The lineup for Les Faux Pas includes, from left, Christina McLean, Alia Hack, Nathalie Arsenault and Julie Arsenault. The group will play at the monthly Ceilidh Concert at the Bonshaw Hall on Oct. 28.
The lineup for Les Faux Pas includes, from left, Christina McLean, Alia Hack, Nathalie Arsenault and Julie Arsenault. The group will play at the monthly Ceilidh Concert at the Bonshaw Hall on Oct. 28. - Contributed

The monthly Ceilidh Concert at the Bonshaw Hall on Sunday, Oct. 28, 2-4 p.m., will feature special guest performers Les Faux Pas​​, an Acadian roots music group, along with singer Cameron MacDuffee and step dancers Alexis MacLaren and Abigail Rogers.

Also ready to hit the stage will be local musicians Tony the Troubador, Phil Pineau and/or Herb MacDonald. Admission is by donation, with proceeds going to the McKillop Centre for Social Justice.

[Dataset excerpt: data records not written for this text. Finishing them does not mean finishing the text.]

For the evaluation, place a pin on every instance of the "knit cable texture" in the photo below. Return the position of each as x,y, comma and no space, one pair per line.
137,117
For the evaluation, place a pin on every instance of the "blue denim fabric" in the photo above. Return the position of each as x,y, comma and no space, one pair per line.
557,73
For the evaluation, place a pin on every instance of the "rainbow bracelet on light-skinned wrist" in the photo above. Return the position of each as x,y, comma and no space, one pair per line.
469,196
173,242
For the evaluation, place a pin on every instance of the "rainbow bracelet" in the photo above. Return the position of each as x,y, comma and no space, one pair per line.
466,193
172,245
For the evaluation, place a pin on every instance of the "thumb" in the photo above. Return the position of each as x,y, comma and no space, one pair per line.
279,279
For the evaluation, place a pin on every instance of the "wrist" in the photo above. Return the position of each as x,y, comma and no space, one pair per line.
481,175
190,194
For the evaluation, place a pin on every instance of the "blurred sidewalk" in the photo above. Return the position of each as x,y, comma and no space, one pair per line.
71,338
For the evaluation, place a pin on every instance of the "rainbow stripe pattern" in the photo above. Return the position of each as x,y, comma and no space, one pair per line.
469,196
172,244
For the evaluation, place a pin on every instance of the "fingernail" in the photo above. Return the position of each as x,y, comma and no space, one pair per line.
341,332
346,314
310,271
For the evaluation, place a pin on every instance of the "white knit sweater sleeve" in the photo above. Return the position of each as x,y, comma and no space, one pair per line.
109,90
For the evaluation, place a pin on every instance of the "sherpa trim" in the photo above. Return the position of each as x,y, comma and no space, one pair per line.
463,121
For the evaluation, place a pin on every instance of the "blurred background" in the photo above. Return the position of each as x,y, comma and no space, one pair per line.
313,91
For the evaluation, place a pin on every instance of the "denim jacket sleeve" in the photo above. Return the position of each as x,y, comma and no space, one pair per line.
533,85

Les Faux Pas is comprised of fiddler Nathalie Arsenault, Julie Arsenault on guitar, Christina McLean on vocals and percussion and singer Alia Hack. They play traditional and modern Acadian tunes, folk songs and pop songs.

MacDuffee is a seasoned musical performer with the Charlottetown Festival and other theatres. This summer he portrayed King Herod in “Jesus Christ Superstar” and harmonica virtuoso David Bedford in the world premiere production of “On the Road with Dutch Mason”.

An assistant teacher at Somerset Dance Studio, Abigail Rogers from Central Bedeque learned to shuffle from Marlys MacLaren at the age of three, and now at 15 her feet fly. She has performed with The Barra MacNeils, in “Atlantic Blue with Tara MacLean”, the IWK telethon, Arts in Motion, “Ireland Meets Scotland”, Canada Day celebrations and ceilidhs across P.E.I.
Alexis MacLaren from South Freetown, is a young student at Somerset Dance Studio. Last summer she was a guest performer in the P.E.I. Small Halls Festival and in “Atlantic Blue: A Celebration of East Coast Songwriters”.

The MacKillop Centre for Social Justice was founded in Charlottetown in 1995 for the ongoing work of educating the public on matters of social justice at local, regional, national and international levels. Social justice concerns itself with the transformation of unjust social, political and economic structures including an emphasis on ecological problems most of which are the fallout of unjust economic, political and social structures.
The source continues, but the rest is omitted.